Erwin Olaf : Émotions

L’artiste hollandais Erwin Olaf présente à La Sucrière de Lyon plusieurs installations photographies et vidéos, réalisées entre 2001 et 2012.

Exposition Émotions
De Erwin Olaf
Du 21 mars au 30 juin 2013
Du mercredi au dimanche, de 11h à 18h. Ouverte les jours fériés.
Plein tarif : 8€ / Tarif réduit : 5€
La Sucrière – 49-50 quai Rambaud – 69002 Lyon
Site Internet : www.lasucriere-lyon.com

L’artiste hollandais Erwin Olaf est né en 1959, à Hilversum, aux Pays Bas. Il vit et travaille à Amsterdam depuis les années 80. Il suffit d’un seul regard et le spectateur plonge dans son œuvre à l’univers si particulier. En 2001 avec la série « Paradise the club » et « Paradise portrait », le monde du cirque est décrit festif, coloré et incorrect à souhait.

En parallèle, les portraits serrés et effrayants dévoilent de la tristesse des clowns dont le maquillage grossier fond, témoins d’une grande solitude. En 2003 l’artiste réalise après la mort de son père la série « Séparation », où deux personnes, à l’évidence une mère et son enfant évoluent dans un décor glaçant sans chaleur et ni amour. Une série en guise de deuil. Suivront « Annoyed », « Wet », « Le Dernier Cri », « Dusk & Dawn » « Keyhole ».

Au fil des séries Erwin Olaf impose son style et pose la question de la différence de classe, de sexe, de race, de beau, du poids du secret. L’atmosphère est silencieuse, pensive et solitaire. Le traitement de la couleur, le choix des modèles, des décors transportent dans une époque indéterminée entre les années 60 et la modernité. Dans les vidéos d’Erwin Olaf comme dans ses photographies, une lenteur s’installe, on ressent la méthode et la réflexion d’un artiste qui regarde, qui pose le décor et la couleur comme un peintre.
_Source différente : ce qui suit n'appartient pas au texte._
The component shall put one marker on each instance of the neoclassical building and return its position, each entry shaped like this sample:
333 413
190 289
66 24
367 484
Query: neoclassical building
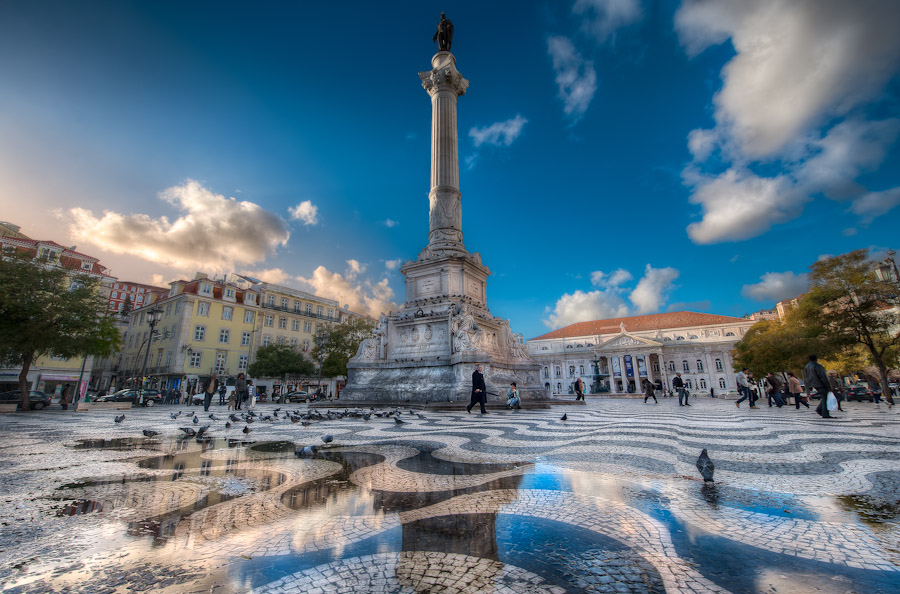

Nous ne sommes pas sans penser aux grands peintres hollandais du XVII siècle, tel Johannes Vermeer. Y a-t-il au Pays Bas une lumière particulière et une ambiance particulière pour que ses artistes en soient imprégnés au point de nous les faire partager depuis plusieurs siècles? A n’en pas douter.

C’est après avoir obtenu, en 1988 avec sa série Chessmen, le premier prix du concours Young European Photographer que le photographe de pub Erwin Olaf voit son travail artistique reconnu et prendre une dimension internationale. Depuis il accumule les récompenses, aussi bien pour sa photographie publicitaires que pour son œuvre.